Barangkali, benarlah filsuf Yunani Plato dalam ‘Republik Plato’ yang dicuplik Shafwan. Plato bercita-cita sebaiknya para pejabat yang berkuasa harus dapat bertugas bukan saja sebagai filsuf, melainkan juga sebagai pujangga dan budayawan.
Tapi inipun menjadi problem. Menjadi presiden di Indonesia harus melalui jalur politik. Katakanlah ada, sebab tidak ada yang tak mungkin dalam politik, maka presiden yang menjadi seniman harus berpolitik juga. Seni bisa menjadi alat politik. Bahkan, mengabdi kepada politik. Bagaimana menyusun APBN dengan puisi? Melobi parlemen dengan reportoar drama? Marilah kita diskusikan.

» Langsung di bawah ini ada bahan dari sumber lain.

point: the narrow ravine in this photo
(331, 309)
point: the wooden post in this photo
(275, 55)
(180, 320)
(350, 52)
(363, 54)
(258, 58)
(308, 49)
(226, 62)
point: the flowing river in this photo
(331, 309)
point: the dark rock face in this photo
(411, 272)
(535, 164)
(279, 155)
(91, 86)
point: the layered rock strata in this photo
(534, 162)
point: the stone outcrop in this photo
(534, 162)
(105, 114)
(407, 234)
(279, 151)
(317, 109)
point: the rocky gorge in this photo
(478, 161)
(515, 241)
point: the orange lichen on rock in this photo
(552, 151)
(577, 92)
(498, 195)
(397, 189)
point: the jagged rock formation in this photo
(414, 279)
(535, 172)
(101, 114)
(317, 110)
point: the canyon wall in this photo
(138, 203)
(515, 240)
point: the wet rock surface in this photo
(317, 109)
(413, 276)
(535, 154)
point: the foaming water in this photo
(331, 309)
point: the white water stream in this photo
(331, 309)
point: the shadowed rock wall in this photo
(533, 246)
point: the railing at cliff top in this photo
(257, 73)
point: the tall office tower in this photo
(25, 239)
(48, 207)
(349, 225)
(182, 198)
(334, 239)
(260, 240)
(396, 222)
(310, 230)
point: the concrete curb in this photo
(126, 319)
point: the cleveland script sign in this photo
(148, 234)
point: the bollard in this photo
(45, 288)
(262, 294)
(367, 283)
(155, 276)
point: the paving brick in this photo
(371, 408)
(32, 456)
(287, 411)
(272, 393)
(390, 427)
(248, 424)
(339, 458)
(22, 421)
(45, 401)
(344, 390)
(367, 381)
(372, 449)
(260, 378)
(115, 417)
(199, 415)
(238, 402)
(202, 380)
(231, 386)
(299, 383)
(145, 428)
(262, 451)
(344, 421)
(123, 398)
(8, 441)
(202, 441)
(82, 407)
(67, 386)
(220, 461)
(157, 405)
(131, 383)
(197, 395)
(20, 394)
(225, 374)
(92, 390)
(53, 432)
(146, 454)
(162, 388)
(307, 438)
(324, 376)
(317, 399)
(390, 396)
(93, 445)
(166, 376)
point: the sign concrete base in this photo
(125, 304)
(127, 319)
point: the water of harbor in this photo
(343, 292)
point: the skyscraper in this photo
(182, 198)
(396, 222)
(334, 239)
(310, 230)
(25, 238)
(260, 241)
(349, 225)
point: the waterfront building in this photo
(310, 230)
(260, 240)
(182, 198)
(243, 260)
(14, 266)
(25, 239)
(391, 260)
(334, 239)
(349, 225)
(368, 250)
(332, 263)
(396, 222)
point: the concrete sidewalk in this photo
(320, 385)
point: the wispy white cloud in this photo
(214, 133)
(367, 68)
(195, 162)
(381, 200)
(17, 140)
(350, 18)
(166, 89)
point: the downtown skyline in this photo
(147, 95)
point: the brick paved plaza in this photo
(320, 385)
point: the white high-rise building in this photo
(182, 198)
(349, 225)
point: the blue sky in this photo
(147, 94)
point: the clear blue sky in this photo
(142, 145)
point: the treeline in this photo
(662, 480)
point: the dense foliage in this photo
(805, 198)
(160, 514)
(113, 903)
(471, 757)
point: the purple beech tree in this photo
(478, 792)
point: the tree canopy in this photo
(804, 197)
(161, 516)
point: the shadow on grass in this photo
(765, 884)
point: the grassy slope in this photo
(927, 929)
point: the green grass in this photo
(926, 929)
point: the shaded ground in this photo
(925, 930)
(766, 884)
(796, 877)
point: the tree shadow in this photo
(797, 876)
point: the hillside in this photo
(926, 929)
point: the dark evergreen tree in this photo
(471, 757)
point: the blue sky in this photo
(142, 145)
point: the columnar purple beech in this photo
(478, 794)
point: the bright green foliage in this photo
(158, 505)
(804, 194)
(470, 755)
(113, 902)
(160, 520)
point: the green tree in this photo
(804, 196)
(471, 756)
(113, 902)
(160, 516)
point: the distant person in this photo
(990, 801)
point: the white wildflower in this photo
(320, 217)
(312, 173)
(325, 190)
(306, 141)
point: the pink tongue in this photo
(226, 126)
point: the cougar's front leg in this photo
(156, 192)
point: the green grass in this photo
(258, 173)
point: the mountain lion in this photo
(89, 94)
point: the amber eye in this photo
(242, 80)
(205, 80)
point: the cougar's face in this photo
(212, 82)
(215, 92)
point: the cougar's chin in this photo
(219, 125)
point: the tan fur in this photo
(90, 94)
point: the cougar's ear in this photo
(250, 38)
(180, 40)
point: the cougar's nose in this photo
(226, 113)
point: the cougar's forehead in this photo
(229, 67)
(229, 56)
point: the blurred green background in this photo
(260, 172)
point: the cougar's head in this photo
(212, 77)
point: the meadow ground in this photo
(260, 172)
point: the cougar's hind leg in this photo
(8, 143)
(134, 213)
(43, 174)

Barangkali, beda dengan Vaclac Havel yang menjadi Presiden Cekoslavia pada Desember 1990. Sastrawan, dramawan itu menulis banyak puisi, teks drama dan novel yang mengiritik rezim yang tidak manusiawi. Pentas dramanya dilarang. Berkali-kali ditangkap dan dibui. Saat dibebaskan ia memimpin revolusi beledru, tanpa berdarah-darah, pada November-Desember 1989, yang menggerakkan mahasiswa dan meminta rezim komunis lengser.
Pendek kata, rezim komunis tumbang dan digelarlah Pemilu, yang dimenangkan Havel. Pertanyaannya: Adakah tokoh macam Havel di Indonesia? ** (Opini di Harian Analisa Selasa 26 Nov 2924)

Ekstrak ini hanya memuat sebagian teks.